The variations of the values obtained for the location and extension of arterial occlusions by DUS can be partly explained by the scanning of the whole arterial extension in free-hand longitudinal sections, that is, speed and direction are controlled by the operator, not by the equipment. Therefore, a slight inclination of the transducer can cause curvatures on the images, which could affect the final distance.

At arteriography, the incidence of x-ray beams can affect the size of the assessed structures, that is, same-size structures, with different distances from the central beam, will be presented as different-sized on the x-ray.21

In addition to a presentation that is similar to that of arteriography, the accuracy and reproducibility of DUS can directly influence the selection of this new imaging technology as a preoperative evaluation method when compared to arteriography. In the mid-1990's, we had the first studies on the assessment of color echo-Doppler as a separate vascular imaging method for the indication and planning of infrainguinal arterial revascularizations, showing initial success rates for infrainguinal bypasses between 76 and 90% during the first months after the surgery.22,23,24,25,26

In these studies that considered color echo-Doppler as a safe method for the indication of infrainguinal arterial revascularizations, it was necessary to draw an arterial map (diagram) based on the information provided by color echo-Doppler in order to guide the vascular surgeon, which show the limitations of the conventional color flow mapping technique.

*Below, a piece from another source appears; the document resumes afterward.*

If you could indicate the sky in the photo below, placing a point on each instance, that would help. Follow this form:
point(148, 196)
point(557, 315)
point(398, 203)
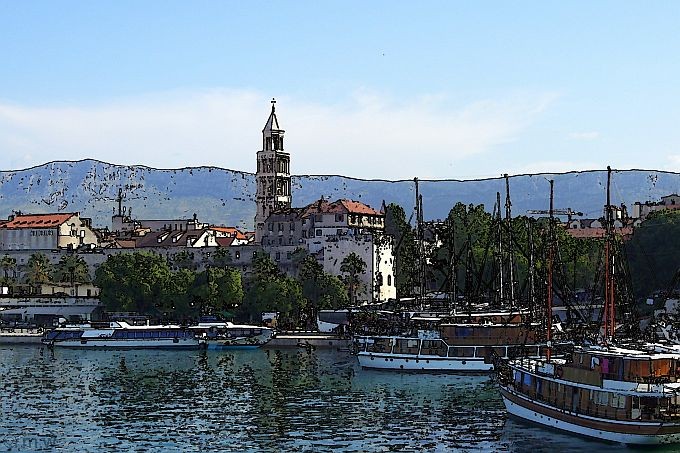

DUS is a new technology that allows obtaining ultrasonographic vascular images similar to those at arteriography, and which offers easy interpretation of the results and practical clinical use. As every new technology, it should be extensively studied so that its practical use and reliability can be checked. On top of that, when compared to arteriography, DUS can cost 10 times less than digital angiography in some centers.27

The authors conclude that DUS, based on preliminary information provided by color echo-Doppler, is a reliable method for the investigation of infrainguinal arterial occlusive disease that allows for continuous images similar to those of arteriography. In addition, it has a good correlation with arteriography in terms of assessing the location, extension, and distal swelling of arterial occlusions of the femoropopliteal segment and of the anterior and posterior tibial arteries. Because of this good correlation with arteriography, DUS is potentially useful as an evaluation method for the indication of infrainguinal arterial revascularizations, eliminating the regular use of arteriography.